The square outside of our cafe was crowded with people and filled with movement and noise. In the midst of this general racket I heard the voice of some revivalist preacher booming out through a loudspeaker, asking the Lord to save Sister Cordy Cancy from a sinner’s doom, and then he added the rather unconventional phrase that Sister Cordy was not the ‘right’ sinner but was an innocent woman, or nearly so.
That of course was faintly puzzling—why a minister should broadcast such a remark about one of his penitents. Usually the Tennessee hill preacher makes his converts out to be very bad persons indeed, and strongly in need of grace, which I suppose most of us really are. Now to hear one woman mentioned in a prayer as ‘nearly innocent’ was a sharp break from the usual.
I suppose Poggioli also caught the name subconsciously, for he looked up suddenly and asked me if the name ‘Cancy’ had been called.
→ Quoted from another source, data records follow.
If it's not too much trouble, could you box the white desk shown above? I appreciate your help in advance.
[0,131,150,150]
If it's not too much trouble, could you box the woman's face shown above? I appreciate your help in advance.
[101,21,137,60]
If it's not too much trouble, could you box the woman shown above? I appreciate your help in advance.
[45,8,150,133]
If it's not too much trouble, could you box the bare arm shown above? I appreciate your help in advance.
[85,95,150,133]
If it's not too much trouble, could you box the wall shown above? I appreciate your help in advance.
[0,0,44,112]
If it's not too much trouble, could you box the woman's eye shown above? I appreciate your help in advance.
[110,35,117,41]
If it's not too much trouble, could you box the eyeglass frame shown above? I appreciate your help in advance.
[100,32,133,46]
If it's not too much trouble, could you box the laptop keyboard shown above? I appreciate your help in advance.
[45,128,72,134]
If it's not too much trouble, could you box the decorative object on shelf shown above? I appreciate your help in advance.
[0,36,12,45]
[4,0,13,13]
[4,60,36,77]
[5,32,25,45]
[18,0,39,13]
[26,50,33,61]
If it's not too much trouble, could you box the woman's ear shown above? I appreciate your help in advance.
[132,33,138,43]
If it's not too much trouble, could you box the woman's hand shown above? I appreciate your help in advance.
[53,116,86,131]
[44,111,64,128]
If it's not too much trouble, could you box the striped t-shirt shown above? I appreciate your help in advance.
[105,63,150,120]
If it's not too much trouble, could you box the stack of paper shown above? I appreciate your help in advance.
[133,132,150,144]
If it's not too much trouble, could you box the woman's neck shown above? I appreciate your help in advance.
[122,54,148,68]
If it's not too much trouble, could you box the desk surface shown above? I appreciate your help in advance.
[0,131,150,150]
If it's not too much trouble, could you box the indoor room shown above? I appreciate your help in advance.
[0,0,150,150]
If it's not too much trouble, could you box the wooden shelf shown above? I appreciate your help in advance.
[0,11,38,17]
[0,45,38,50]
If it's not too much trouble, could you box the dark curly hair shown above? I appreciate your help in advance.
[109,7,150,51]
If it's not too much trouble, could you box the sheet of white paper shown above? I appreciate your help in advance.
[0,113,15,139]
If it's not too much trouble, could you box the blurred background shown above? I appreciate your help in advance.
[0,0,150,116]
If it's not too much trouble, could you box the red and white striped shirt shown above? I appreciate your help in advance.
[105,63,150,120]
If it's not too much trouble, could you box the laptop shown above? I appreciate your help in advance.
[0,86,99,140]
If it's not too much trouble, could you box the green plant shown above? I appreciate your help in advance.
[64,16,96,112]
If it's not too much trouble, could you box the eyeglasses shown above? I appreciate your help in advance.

I told him yes, and repeated what I had just heard over the megaphone.
The criminologist made some sort of silent calculation, then said,
“Evidently Mrs. Cancy has had her baby and the sheriff is starting with her to the penitentiary in Nashville.”
I inquired into the matter. Poggioli tapped his paper. “Just been reading a stenographic account of the woman’s trial which took place here in Lanesburg a little over seven months ago. She was sentenced to life imprisonment, but she was pregnant at the time, so the judge ruled that she should remain here in Lanesburg jail until the baby was born and then be transferred to the state penitentiary in Nashville. So I suppose by this noise that the baby has arrived and the mother is on her way to prison.” Just as my companion explained this the preacher’s voice boomed out, “Oh, Lord, do something to save Sister Cordy! Sheriff Matheny’s fixin’ to start with her to Nashville.
Work a miracle, Oh, Lord, and convince him she is innocent. You kain’t desert her, Lord, when she put all her faith an’ trust in You. She done a small crime as You well know, but done it with a pyure heart and for Yore sake. So come down in Yore power an’ stop the sheriff and save an innocent woman from an unjust sentence. Amen.” Then in an aside which was still audible over the megaphone, “Sheriff Matheny, give us five minutes more. He’s bound to send Sister Cordy aid in the next five minutes.” Now I myself am a Tennessean, and I knew how natural it was for a hill-country revivalist to want some special favour from the Lord, and to want it at once; but I had never before heard one ask the rescue of a prisoner on her way to Nashville. I turned to Poggioli and said, “The minister admits the woman has committed some smaller crime. What was that?”